Phacoemulsification with IOL implantation, in eyes with PACG, allows us to achieve not only high visual acuity, but also to create favourable conditions for aqueous humour outflow.
What are the options?
The aims of surgical treatment are to reduce the risk of optic nerve damage, prevent progressive anterior chamber angle closure and acute attack of angle closure.
Some of the most recent studies have evaluated the effect of lens extraction on chronic or acute ACG.1-7 Results show that IOP can be significantly reduced and controlled in PACG eyes, regardless of whether it is extracapsular cataract or phacoemulsification that is performed. A quantitative evaluation of the eye angle configuration using ultrasound biomicroscopy revealed that the eye anterior chamber depth becomes 1.37 times deeper and the eye angle 1.57 times wider after cataract surgery.

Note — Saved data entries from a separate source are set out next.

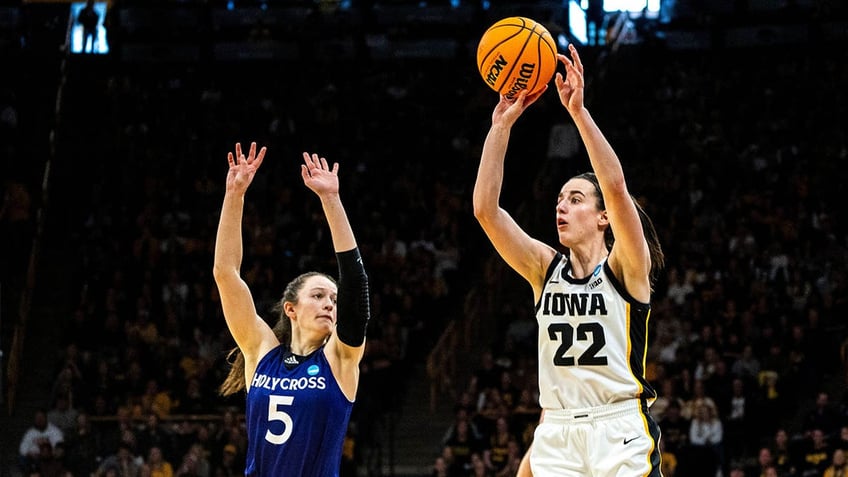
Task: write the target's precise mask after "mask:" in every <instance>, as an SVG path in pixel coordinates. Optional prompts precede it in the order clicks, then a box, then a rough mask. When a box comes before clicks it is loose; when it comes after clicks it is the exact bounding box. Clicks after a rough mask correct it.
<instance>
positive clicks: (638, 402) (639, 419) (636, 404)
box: [530, 399, 662, 477]
mask: <svg viewBox="0 0 848 477" xmlns="http://www.w3.org/2000/svg"><path fill="white" fill-rule="evenodd" d="M659 439H660V430H659V426H657V423H656V422H655V421H654V419H653V418H652V417H651V415H650V414H649V413H648V412H647V407H646V406H643V404H642V402H641V401H640V400H638V399H630V400H627V401H622V402H620V403H615V404H609V405H606V406H600V407H594V408H585V409H568V410H565V409H562V410H560V409H545V411H544V417H543V420H542V422H541V423H539V425H538V426H537V427H536V431H535V433H534V437H533V444H532V446H531V448H530V468H531V469H532V471H533V477H568V476H574V477H590V476H592V477H637V476H642V477H661V476H662V474H661V473H660V450H659Z"/></svg>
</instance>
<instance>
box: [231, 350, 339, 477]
mask: <svg viewBox="0 0 848 477" xmlns="http://www.w3.org/2000/svg"><path fill="white" fill-rule="evenodd" d="M286 355H287V350H286V348H285V347H284V346H282V345H281V346H278V347H276V348H274V349H273V350H271V351H270V352H269V353H268V354H267V355H265V356H264V357H263V358H262V360H261V361H259V364H258V365H257V367H256V373H255V374H254V375H253V382H252V383H251V385H250V389H249V391H248V393H247V398H246V412H245V418H246V420H247V423H246V425H247V438H248V441H249V445H248V447H247V449H248V450H247V462H246V466H245V475H248V476H293V477H295V476H296V477H334V476H338V475H339V465H340V462H341V454H342V443H343V441H344V438H345V434H346V432H347V426H348V422H349V421H350V412H351V409H352V408H353V402H351V401H349V400H348V399H347V397H346V396H345V395H344V393H342V390H341V388H339V385H338V383H337V382H336V379H335V377H334V376H333V372H332V370H331V369H330V363H329V362H328V361H327V357H326V356H325V355H324V347H321V348H319V349H318V350H317V351H315V352H313V353H312V354H311V355H309V356H307V357H305V358H303V357H300V359H299V361H300V363H299V364H297V365H296V366H294V367H292V369H287V368H286V365H285V362H284V359H285V358H286ZM289 357H290V358H291V357H293V356H291V355H290V354H289Z"/></svg>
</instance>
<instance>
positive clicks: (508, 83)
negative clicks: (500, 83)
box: [485, 53, 536, 99]
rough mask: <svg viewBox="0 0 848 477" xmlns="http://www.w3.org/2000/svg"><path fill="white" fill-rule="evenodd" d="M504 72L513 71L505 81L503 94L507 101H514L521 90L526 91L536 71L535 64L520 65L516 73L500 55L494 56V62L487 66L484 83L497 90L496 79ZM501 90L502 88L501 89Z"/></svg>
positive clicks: (499, 53) (508, 62)
mask: <svg viewBox="0 0 848 477" xmlns="http://www.w3.org/2000/svg"><path fill="white" fill-rule="evenodd" d="M504 70H513V71H511V72H510V74H511V75H512V76H510V77H509V78H507V80H506V82H505V83H506V84H505V86H506V92H505V93H503V95H504V96H506V98H507V99H514V98H515V97H516V96H517V95H518V93H520V92H521V90H522V89H527V85H528V83H529V81H530V80H531V79H532V78H533V74H534V73H535V71H536V64H535V63H522V64H521V65H518V71H515V68H514V67H513V66H512V65H510V63H509V61H508V60H507V59H506V58H504V56H503V55H502V54H500V53H499V54H497V55H494V61H492V63H491V64H489V67H488V72H487V73H486V77H485V79H486V83H487V84H488V85H489V86H491V87H492V88H495V89H498V88H497V86H496V85H497V83H498V78H500V76H501V73H503V71H504ZM501 89H502V88H501Z"/></svg>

However, cataract surgery in PACG eyes (especially those previous acute PAC) is technically difficult. The eye anterior chamber is usually shallow, the lens often bulky and pupil is frequently small from miotic treatment or ischaemic iris atrophy. Excessive curvature of the anterior capsule may also predispose to tears. Iris ischaemia from a previous acute episode may render the iris flaccid, which together with a small pupil, may make it more susceptible to trauma during surgery. Corneal decompensation is another potential long-term complication. For cases of previous acute primary angle-closure (APAC), the corneal endothelium that has already been damaged from the acute episode may be further injured by the phacoemulsification, leading to higher risk of decompensation.
What impact does lens extraction have on PACG?
The aim of our study was to evaluate the effect of lens extraction on chronic PACG and investigate the influence of lensectomy on IOP control and visual functions in PACG eyes.
This retrospective study was carried out at the St. Petersburg Branch of Sv. Fyodorov Eye Microsurgery Complex, Russia between September 2003 and September 2005. We examined and operated on 49 eyes of 42 patients with PACG. Detailed ophthalmologic examination included best corrected visual acuity and refraction, visual field, keratometry, slit-lamp biomicroscopy, applanation tonometry, gonioscopy, indirect ophthalmoscopy, ultrasonic biometry and endothelial microscopy.
Initial glaucoma had been diagnosed in 16 eyes (group 1), advanced glaucoma in 25 (group 2) and far-advanced in eight eyes (group 3). A total of 21 eyes had a history of acute glaucoma attack. Laser iridotomy had been previously performed in all eyes at different periods of time before operation. IOP was reduced to normal control before operation by means of topical and systematic anti-glaucoma medications.